Our Pseudonymization Process

To protect End-User privacy while still providing valuable analytics, we employ sophisticated pseudonymization techniques:

• IP Address Truncation: Before processing, we truncate IP addresses (removing the last octet for IPv4, last 80 bits for IPv6) to reduce identifiability.
• Ephemeral IP Usage: Even the truncated IP is used only momentarily in memory for geo-location and `visitId` generation, then immediately discarded. No IP address (full or truncated) is ever stored in our database or logs.
• Daily Identifier Reset: The `visitId` includes the current date and uses a daily rotating salt, ensuring it automatically resets every 24 hours. This prevents tracking users across different days.
• One-Way Hashing: We use secure, one-way cryptographic hashing (SHA-256) to create the `visitId`, making it impossible to reverse the process to identify individuals.

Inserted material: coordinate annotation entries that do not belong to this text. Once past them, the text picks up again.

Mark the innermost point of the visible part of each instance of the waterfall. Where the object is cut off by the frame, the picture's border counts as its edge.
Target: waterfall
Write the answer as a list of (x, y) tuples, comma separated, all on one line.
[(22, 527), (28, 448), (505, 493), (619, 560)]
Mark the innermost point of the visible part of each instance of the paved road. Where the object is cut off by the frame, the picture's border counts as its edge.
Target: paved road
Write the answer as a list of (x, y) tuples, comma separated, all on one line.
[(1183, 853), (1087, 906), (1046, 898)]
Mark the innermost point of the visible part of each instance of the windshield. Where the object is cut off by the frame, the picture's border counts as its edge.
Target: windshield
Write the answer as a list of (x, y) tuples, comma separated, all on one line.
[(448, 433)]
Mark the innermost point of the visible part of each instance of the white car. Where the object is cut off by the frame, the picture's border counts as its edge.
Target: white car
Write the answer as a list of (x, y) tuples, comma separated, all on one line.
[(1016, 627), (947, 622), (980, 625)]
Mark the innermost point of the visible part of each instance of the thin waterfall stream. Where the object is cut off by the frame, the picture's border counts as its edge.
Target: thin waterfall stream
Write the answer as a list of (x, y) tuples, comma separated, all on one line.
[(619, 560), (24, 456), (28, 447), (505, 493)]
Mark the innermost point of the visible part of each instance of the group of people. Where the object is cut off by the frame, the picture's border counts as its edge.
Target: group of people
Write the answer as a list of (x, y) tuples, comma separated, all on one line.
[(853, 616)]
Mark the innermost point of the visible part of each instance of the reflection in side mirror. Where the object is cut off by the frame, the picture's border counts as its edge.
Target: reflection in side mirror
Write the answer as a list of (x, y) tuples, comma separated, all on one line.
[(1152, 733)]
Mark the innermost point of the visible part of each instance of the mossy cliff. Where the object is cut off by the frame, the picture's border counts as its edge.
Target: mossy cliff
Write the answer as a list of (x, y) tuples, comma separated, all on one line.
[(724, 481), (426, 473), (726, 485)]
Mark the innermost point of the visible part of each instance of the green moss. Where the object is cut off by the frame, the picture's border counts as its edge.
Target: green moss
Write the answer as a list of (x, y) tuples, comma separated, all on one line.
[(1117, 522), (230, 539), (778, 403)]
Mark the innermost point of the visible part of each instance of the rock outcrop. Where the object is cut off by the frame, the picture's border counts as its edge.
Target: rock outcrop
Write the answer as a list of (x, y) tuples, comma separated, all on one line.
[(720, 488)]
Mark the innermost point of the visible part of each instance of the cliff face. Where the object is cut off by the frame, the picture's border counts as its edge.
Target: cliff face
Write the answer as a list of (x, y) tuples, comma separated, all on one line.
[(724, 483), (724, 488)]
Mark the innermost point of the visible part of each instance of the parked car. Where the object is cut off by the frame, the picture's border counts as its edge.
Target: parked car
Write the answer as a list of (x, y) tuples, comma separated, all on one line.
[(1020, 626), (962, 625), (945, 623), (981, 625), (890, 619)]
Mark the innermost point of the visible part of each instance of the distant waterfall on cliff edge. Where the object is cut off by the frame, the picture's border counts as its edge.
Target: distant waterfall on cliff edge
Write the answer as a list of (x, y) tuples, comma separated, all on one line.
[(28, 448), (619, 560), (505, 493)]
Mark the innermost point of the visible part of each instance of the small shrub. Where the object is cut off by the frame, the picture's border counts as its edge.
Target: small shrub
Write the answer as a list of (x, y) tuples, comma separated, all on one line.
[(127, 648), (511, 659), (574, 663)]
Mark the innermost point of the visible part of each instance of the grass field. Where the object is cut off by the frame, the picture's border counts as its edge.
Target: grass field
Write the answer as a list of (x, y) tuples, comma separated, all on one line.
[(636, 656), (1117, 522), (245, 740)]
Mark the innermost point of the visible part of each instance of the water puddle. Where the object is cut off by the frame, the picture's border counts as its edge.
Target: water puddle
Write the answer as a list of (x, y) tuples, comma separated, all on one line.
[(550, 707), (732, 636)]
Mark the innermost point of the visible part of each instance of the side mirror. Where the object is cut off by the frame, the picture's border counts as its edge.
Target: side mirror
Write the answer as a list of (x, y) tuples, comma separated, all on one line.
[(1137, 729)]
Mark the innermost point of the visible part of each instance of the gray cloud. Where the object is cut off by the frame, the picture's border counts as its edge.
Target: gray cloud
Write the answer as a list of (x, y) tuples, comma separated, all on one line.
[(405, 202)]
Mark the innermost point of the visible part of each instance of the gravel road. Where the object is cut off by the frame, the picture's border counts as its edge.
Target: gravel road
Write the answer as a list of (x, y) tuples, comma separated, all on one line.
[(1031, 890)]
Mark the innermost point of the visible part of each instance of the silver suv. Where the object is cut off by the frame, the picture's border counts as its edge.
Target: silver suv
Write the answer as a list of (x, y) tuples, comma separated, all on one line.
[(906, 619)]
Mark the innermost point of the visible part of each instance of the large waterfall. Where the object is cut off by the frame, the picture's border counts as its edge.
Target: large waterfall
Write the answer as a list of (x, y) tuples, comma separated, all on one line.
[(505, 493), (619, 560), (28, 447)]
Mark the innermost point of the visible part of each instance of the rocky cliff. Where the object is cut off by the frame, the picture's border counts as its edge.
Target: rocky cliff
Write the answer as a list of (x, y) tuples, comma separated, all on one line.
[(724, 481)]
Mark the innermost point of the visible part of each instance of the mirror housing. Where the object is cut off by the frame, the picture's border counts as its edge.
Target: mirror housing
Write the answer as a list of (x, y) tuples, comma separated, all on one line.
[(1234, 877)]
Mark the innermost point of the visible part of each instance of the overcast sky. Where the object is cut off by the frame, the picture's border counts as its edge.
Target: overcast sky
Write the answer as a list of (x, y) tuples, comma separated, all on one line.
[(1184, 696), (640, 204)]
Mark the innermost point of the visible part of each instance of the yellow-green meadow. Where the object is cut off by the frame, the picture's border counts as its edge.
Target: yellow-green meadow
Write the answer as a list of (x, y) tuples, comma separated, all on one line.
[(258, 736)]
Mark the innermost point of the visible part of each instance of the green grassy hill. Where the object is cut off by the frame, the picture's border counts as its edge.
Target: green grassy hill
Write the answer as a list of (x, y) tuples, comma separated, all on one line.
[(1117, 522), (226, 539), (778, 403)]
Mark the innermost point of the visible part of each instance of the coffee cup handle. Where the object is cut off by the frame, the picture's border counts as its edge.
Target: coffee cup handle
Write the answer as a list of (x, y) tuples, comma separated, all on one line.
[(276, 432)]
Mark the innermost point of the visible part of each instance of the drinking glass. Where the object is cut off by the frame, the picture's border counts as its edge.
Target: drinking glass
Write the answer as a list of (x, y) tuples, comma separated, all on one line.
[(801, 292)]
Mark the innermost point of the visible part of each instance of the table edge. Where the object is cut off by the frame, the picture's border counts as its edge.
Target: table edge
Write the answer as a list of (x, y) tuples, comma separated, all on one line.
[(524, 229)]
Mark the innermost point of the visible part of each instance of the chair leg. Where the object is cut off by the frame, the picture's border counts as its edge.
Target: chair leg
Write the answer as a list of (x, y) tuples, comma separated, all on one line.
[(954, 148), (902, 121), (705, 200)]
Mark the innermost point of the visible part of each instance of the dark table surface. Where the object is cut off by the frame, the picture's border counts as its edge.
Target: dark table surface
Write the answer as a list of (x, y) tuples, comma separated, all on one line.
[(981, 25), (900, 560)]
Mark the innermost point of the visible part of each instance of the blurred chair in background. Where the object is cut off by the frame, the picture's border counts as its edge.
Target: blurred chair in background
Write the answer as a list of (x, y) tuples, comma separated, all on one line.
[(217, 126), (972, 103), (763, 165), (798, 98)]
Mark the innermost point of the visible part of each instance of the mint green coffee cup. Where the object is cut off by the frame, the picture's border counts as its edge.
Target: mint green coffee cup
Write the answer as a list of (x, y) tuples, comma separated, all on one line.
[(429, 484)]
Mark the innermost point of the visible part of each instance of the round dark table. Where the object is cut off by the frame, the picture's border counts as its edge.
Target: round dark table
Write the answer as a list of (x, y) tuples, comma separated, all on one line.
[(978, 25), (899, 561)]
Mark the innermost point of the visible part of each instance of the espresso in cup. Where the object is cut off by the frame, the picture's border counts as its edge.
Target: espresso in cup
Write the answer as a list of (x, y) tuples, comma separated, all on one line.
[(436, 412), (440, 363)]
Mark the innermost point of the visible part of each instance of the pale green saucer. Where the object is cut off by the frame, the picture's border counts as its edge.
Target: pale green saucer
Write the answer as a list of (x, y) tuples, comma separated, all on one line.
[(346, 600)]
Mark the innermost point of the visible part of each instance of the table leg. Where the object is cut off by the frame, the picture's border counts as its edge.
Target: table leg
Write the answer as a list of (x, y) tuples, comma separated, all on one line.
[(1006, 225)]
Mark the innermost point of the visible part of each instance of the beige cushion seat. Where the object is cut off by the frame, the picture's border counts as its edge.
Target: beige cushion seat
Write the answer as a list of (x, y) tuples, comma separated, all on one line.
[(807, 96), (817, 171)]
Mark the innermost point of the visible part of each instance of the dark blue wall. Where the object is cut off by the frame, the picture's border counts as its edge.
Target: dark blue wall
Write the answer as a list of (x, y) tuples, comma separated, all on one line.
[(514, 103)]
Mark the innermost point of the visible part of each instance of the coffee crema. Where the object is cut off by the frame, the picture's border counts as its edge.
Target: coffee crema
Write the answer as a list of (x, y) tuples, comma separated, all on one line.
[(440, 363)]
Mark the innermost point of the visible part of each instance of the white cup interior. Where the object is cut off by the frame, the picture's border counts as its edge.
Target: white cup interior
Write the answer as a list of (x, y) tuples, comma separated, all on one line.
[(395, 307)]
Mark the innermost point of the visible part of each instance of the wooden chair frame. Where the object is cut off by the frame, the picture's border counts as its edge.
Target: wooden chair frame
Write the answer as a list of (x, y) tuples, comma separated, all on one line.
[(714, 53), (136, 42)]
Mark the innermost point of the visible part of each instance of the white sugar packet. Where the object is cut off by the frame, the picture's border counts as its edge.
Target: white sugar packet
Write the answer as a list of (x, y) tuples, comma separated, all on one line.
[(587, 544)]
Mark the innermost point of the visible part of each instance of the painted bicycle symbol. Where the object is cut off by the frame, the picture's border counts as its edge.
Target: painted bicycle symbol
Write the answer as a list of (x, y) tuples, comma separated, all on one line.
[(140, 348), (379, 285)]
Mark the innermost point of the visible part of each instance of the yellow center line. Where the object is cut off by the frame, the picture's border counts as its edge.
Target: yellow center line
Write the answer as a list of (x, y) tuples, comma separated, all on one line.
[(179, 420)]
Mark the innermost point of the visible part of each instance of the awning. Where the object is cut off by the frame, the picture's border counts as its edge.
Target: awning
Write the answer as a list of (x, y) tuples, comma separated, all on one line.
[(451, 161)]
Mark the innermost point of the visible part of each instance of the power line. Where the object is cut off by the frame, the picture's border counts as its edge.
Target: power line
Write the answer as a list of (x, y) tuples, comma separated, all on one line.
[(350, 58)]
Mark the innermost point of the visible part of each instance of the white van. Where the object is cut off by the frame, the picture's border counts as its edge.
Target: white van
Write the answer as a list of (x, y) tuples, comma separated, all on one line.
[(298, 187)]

Crucially, our architecture enforces privacy:

• Zero-Cookie Transmission: Our tracking script is sandboxed (`credentials: omit`). It is technically incapable of reading, transmitting, or storing cookies on the End-User's device.
• Ephemeral RAM Only: IP addresses are processed in memory for geolocation and hashing, then immediately discarded. They are never written to a database or log file.
• No Cross-Site Tracking: Because we do not use persistent IDs, we cannot track users across different websites or devices.

To provide our Services, we collect the following from our registered Customers:

• Account Information: Name, email address, company name (optional). Used for login, communication, and service administration.
• Website Information: Domain(s) of the website(s) where you install the VeritaMetrics tracking script.
• Billing Information: We use a third-party payment processor. We do not store full credit card details.
• Usage Data: Information about how you use the VeritaMetrics dashboard to improve our service.
• Configuration Preferences: Including privacy settings, data retention periods, and legal basis choices.

• To Provide & Improve Services: Operate the analytics platform, generate reports for Customers, administer accounts, improve features.
• To Communicate: Respond to inquiries, send service updates, billing information, and (with consent) marketing materials.
• For Billing & Account Management: Process payments and manage customer accounts.
• For Security & Compliance: Protect against fraud, abuse, and ensure adherence to legal obligations.

• End-User Analytics Data: Customers can configure custom data retention periods. After this period, data is automatically deleted.
• Customer Account Data: Retained as long as the account is active and for a reasonable period afterward for legal and operational requirements.
• Site Visitor Data (Forms): Retained as long as necessary to address the inquiry.

We respect End-User choices through architectural constraints:

• The 24-Hour Firewall: By design, our daily salt rotation ensures that tracking strictly expires every 24 hours. An End-User cannot be tracked across days, regardless of settings.
• Do Not Track (DNT): We respect the browser's Global Privacy Control and DNT signals.
• Opt-Out Support: Customers can implement a simple opt-out mechanism that suppresses the tracking script entirely for specific users.

Depending on your location, you may have rights regarding your personal data (Access, Rectification, Erasure, etc.).

End-Users: As we do not store identifiable personal data about End-Users, requests should be directed to the respective website owner (our Customer).

Customers & Site Visitors: To exercise your rights, please contact us at privacy@veritametrics.com.

If a Customer uses the VeritaMetrics self-hosting option, the Customer is solely responsible for the collection, processing, storage, security, and compliance of all data within their own environment.